Dans cette affaire, une directive de l’UE du 13 octobre 2003 a été adoptée dans le cadre du protocole de Kyoto, concernant la question du gaz à effet de serre. Puisqu’il s’agit d’une directive de l’UE (et non d’un règlement), la directive doit être tranposée.

Ici, c’est par un décret que la directive a été transposée car en effet un décret du 19 août 2004 vient transposer la directive de l’UE en créant un système d’échange de quotas d’émission de gaz à effet de serre. 

Le problème est que le décret ne s’applique qu’aux installations du secteur sidérurgique, ce qui ne plait pas à la société Arcelor qui est concernée par ce secteur.
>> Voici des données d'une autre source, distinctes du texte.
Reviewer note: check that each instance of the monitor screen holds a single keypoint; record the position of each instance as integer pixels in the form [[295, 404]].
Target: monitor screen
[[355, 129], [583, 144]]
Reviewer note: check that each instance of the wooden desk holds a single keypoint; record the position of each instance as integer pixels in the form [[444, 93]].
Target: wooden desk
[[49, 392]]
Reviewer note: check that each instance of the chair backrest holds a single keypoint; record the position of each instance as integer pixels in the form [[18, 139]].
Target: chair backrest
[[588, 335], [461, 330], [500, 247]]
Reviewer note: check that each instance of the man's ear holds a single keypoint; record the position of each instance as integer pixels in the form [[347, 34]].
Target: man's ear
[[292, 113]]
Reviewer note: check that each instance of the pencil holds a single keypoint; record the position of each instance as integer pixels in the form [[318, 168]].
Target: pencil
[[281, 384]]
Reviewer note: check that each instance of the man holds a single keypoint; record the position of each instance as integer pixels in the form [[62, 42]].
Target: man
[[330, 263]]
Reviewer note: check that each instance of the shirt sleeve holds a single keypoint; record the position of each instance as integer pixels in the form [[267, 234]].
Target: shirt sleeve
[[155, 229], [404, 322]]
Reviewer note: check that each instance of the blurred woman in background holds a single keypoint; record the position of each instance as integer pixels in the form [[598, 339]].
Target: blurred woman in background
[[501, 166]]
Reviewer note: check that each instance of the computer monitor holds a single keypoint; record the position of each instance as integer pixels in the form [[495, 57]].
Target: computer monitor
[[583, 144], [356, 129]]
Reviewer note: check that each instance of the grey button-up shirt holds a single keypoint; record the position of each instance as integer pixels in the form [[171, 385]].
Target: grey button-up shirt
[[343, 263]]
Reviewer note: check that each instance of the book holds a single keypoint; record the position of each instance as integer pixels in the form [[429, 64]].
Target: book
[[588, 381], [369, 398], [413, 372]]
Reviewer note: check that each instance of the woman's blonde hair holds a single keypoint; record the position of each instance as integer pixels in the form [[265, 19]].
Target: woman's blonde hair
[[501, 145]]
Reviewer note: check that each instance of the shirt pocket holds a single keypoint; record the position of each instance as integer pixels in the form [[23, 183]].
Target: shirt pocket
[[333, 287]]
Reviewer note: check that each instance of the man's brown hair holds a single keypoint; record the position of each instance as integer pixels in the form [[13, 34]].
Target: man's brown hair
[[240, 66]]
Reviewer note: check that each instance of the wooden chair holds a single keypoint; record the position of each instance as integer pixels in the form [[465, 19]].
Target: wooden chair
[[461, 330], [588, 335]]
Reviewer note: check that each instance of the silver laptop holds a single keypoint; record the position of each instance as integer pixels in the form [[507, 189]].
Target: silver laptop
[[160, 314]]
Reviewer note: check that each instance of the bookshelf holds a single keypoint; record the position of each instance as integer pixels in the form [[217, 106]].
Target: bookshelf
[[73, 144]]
Par conséquent, la société Arcelor demande au Président de la République, au Premier Ministre et au ministre de l’Écologie d’abroger le décret. Ils ne répondent pas, ce qui créée une décision implicite de rejet. 

C’est cette décision implicite de rejet qui est attaquée devant le juge administratif. La société Arcelor demande en effet l’annulation du refus de l’administration d’abroger le décret. 
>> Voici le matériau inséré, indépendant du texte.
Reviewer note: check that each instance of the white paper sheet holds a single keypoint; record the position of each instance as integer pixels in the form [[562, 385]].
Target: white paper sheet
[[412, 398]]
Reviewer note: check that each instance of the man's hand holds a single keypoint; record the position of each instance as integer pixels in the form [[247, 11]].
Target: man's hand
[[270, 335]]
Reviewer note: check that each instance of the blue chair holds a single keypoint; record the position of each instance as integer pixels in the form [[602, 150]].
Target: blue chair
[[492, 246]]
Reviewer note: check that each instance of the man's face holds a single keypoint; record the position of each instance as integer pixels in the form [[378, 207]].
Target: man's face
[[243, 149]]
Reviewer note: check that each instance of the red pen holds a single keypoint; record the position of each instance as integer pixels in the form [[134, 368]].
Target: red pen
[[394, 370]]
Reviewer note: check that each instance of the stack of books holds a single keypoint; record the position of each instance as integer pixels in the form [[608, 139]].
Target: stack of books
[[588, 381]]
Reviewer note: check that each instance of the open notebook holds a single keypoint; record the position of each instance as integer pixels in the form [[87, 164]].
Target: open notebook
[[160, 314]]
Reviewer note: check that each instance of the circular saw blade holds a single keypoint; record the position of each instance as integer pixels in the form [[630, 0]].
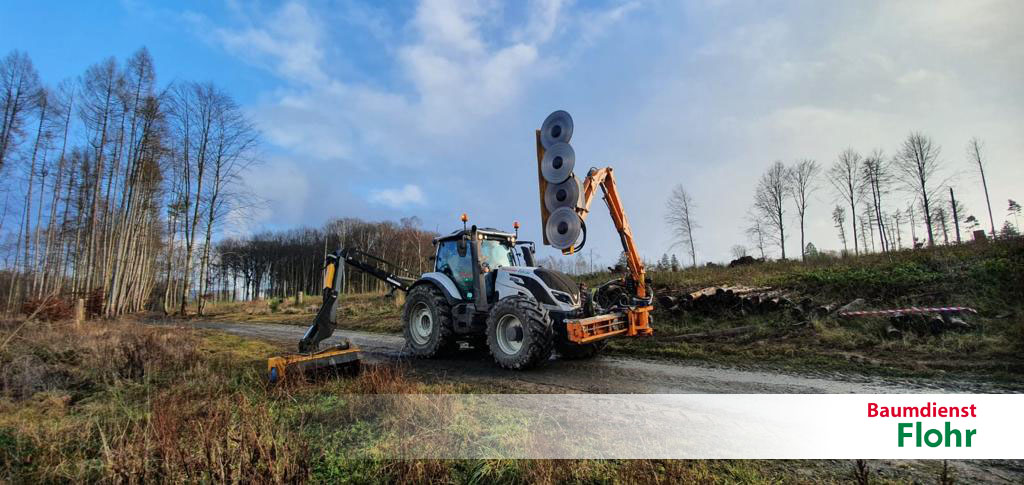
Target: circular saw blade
[[562, 194], [556, 166], [562, 228], [557, 128]]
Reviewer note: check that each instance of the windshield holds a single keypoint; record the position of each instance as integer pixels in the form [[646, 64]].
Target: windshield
[[497, 254]]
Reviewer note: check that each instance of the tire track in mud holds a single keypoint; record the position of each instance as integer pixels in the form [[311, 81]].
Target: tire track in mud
[[604, 373]]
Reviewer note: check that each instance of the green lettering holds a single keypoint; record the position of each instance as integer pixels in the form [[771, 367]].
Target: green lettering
[[950, 433], [903, 434]]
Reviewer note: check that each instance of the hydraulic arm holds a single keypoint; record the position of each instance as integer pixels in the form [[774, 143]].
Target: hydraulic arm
[[634, 319], [334, 277]]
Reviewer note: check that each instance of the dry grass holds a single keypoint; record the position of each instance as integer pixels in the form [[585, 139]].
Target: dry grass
[[126, 402]]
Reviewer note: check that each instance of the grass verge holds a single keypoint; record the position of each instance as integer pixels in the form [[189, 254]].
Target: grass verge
[[126, 402]]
Pour la société Arcelor, étant donné que le décret ne concerne que le secteur sidérurgique, cela porte atteinte au principe constitutionnel d’égalité car d’autres industries – comme celles de l’aluminium ou du plastique – ne sont pas concernées. Il y a donc, pour la société Arcelor, une rupture d’égalité. 

Ici, le décret ne vient que reprendre les termes de la directive de l’UE. Et, pour la société Arcelor, ce décret de transposition est notamment contraire au principe constitutionnalité d’égalité, c’est pourquoi ce décret doit être abrogé. Un recours pour excès de pouvoir est donc formé devant le juge administratif. 

Le problème, c’est qu’ici le décret de transposition ne fait que reprendre les termes de la directive de l’UE. Or, si le juge administratif peut vérifier que le décret respecte la Constitution, cela revient aussi à vérifier que la directive de l’UE respecte la Constitution. 

Il y a donc un problème d’articulation entre l’ordre juridique national et l’ordre juridique de l’UE. Le CE donne alors la marche à suivre dans cette hypothèse. 

La solution et la portée de l’arrêt Arcelor

Dans cette situation, le juge administratif doit tout d’abord rechercher si les principes constitutionnels (dont la méconnaissance est invoquée) ont un équivalent dans le droit de l’UE. 

Autrement dit, est-ce que les traités de l’UE ou les PGD de l’UE protègent les principes constitutionnels dont la méconnaissance est invoquée (notamment ici le principe d’égalité) ? 

  • Si OUI, le juge administratif, pour vérifier que le décret respecte la Constitution, doit vérifier que la directive (que le décret transpose) respecte le principe protégé par le droit de l’UE. Dans cette hypothèse, s’il a un doute, le juge administratif peut saisir la CJUE dans le cadre d’une question préjudicielle. Dans notre affaire, le CE considère qu’il y a effectivement un équivalent du principe d’égalité en droit de l’UE. 
  • Si NON, si les principes constitutionnels (dont la méconnaissance est invoquée) n’ont pas d’équivalent en droit interne, le juge administratif peut statuer directement sur la conformité du décret de transposition au principe constitutionnel (à la Constitution).

Par cet arrêt Arcelor, le Conseil d’Etat vient donc donner un mode de raisonnement pour concilier le système national et le système de l’UE.